Société

Malaise à la crèche d'Aigurande : plusieurs salariées en arrêt pour souffrance au travail

Par Sarah Tuchscherer, France Bleu Berry dimanche 18 décembre 2016 à 14:34

Le multi-accueil d'Aigurande existe depuis une dizaine d'années
Le multi-accueil d'Aigurande existe depuis une dizaine d'années © Radio France - Sarah Tuchscherer

Début décembre, l’ensemble du personnel du multi-accueil « Les p’tits patins » d’Aigurande s’est retrouvé en arrêt maladie. Certaines salariées se plaignent d’une ambiance de travail exécrable.

Le 8 décembre dernier, l’accueil des enfants n’a pas pu être assuré à la crèche d’Aigurande car la totalité du personnel s’est retrouvé en arrêt maladie simultanément. Un hasard ? Pas tout à fait, aux dires de deux des salariées. Selon elles, l’ambiance de travail, très dégradée, les aurait poussées à se mettre en arrêt.

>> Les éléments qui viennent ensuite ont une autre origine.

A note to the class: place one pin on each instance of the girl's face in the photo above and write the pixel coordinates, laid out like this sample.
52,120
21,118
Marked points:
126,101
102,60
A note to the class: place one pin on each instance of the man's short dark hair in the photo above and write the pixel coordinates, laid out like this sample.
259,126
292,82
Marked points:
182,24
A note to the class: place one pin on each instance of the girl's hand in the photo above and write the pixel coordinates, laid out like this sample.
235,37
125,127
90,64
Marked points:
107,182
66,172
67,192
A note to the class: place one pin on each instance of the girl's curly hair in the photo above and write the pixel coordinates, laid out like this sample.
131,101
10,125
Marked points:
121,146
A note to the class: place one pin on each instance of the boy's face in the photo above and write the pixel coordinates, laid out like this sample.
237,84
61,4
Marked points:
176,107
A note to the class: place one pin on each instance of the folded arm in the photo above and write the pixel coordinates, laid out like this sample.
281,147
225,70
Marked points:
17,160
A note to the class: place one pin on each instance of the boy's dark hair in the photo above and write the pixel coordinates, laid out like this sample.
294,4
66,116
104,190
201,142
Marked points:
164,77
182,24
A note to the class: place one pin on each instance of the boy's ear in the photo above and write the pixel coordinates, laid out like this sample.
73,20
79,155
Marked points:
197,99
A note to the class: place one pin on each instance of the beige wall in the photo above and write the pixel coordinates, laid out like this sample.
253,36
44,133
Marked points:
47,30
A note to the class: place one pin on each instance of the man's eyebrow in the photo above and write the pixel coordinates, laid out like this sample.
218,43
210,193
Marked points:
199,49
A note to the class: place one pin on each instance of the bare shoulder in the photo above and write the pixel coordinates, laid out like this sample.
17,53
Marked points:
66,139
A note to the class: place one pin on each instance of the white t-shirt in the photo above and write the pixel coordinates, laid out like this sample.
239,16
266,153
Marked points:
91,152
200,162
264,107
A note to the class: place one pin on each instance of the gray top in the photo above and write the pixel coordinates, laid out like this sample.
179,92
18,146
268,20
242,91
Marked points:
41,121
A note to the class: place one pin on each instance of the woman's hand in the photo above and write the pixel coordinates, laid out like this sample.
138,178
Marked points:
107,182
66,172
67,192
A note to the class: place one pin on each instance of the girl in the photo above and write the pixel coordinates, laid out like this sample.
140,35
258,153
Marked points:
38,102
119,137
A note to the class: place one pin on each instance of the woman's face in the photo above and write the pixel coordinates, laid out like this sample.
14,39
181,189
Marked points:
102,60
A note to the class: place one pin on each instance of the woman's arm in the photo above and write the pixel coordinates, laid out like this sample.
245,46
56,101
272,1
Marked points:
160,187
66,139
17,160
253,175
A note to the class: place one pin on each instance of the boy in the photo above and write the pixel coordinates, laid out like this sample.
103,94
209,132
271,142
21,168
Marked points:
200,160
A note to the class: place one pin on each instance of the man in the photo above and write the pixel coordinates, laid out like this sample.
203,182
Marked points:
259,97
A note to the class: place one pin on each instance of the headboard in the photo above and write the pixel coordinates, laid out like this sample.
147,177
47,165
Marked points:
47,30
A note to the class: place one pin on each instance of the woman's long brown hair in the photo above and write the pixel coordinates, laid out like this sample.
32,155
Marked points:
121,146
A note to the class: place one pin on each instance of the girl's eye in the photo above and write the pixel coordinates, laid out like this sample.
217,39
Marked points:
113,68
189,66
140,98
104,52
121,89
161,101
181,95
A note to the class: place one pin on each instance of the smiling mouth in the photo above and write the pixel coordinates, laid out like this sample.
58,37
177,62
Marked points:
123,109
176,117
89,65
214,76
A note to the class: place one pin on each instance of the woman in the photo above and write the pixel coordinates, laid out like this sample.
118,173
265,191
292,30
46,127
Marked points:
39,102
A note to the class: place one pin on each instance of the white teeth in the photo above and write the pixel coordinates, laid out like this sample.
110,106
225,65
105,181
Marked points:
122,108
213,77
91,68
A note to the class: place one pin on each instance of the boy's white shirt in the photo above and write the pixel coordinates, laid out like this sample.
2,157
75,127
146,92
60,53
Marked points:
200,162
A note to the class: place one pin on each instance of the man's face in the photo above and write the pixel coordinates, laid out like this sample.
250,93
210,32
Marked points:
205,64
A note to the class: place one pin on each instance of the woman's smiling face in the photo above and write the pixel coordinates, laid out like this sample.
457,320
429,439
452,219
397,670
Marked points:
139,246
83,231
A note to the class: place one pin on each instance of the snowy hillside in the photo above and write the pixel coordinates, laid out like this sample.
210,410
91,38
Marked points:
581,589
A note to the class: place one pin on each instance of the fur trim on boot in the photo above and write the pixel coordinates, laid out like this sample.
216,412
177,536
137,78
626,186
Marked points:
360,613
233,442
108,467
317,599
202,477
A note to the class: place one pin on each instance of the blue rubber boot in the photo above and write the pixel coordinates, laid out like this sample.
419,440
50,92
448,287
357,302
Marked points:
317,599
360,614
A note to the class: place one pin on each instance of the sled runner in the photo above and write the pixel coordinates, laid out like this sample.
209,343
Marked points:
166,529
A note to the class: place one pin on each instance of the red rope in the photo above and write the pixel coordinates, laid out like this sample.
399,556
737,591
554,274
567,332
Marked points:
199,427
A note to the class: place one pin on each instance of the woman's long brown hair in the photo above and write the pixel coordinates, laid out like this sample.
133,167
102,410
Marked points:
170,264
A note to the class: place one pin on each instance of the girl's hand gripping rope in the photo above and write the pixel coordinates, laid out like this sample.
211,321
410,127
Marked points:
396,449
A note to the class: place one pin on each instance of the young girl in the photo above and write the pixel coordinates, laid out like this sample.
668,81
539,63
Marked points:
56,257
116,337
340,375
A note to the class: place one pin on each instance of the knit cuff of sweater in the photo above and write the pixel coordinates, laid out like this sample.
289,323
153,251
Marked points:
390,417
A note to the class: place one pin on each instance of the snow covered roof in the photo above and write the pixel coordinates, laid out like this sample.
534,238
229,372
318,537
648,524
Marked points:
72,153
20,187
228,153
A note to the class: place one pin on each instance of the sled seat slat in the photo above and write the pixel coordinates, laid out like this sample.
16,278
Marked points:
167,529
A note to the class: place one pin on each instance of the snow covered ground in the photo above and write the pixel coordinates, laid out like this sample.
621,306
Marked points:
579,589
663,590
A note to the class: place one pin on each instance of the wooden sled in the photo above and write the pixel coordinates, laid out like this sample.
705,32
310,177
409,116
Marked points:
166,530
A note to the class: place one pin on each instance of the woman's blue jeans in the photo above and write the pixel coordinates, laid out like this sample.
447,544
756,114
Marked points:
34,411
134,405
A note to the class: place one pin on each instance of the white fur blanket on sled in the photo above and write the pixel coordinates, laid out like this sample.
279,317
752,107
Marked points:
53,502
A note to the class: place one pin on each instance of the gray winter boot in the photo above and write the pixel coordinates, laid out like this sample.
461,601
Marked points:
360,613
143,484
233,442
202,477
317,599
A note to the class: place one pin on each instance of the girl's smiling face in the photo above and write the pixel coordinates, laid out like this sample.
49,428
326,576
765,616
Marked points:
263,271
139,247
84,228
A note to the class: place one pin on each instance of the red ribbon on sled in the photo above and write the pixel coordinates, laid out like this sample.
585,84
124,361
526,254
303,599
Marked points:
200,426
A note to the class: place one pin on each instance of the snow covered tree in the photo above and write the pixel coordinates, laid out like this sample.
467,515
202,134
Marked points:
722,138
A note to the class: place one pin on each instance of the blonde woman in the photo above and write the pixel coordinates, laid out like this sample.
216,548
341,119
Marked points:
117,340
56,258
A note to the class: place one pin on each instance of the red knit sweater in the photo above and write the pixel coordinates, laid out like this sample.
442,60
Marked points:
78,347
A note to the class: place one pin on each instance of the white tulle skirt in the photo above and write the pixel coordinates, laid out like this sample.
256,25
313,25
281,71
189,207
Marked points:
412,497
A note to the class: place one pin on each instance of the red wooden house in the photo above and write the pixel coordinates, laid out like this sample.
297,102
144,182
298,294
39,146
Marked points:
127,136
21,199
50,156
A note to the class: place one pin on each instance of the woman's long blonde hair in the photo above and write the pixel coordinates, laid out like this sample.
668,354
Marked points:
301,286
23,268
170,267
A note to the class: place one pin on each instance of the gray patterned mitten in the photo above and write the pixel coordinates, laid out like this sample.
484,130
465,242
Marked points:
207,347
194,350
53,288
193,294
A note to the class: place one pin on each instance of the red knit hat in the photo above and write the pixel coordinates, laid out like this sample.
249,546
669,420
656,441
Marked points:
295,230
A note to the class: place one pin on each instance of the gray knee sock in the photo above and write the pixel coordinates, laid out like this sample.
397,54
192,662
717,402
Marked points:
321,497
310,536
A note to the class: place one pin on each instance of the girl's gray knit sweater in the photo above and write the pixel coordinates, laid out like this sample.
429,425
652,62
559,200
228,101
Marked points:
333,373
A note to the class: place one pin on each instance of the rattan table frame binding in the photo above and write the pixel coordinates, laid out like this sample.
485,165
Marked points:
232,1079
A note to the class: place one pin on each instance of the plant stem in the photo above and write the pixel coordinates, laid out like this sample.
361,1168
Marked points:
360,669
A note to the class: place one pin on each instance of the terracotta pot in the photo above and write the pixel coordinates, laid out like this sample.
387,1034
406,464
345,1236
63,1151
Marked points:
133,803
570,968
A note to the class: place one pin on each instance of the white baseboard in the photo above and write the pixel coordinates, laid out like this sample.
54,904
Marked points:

Manque d'empathie et de bienveillance

La situation n’est pas nouvelle, le climat tendu serait au sein de l'équipe mais aussi avec la hiérarchie depuis des années. Une ancienne éducatrice, ayant aujourd’hui quitté la structure, témoigne. Elle met notamment en cause deux de ses collègues, une des membres de l'équipe d'animation et une autre chargée de l’entretien du bâtiment : "On se rendait compte que le sol n’était pas nettoyé et que les enfants étaient sales. Leur toilette n’était pas faite correctement. Le volume sonore était également très élevé à la crèche. Face à un enfant qui crie, on crie plus fort que lui. A un enfant qui dit non, on répond si, non si non si… et ainsi de suite, au point qu’on ne sait plus qui était l’enfant et qui était l’adulte. Quand l'accueil se fait dans des conditions d'hygiène peu satisfaisantes, quand certaines professionnelles n'ont pas les compétences de base d'empathie et de bienveillance, c'est préjudiciable pour les enfants".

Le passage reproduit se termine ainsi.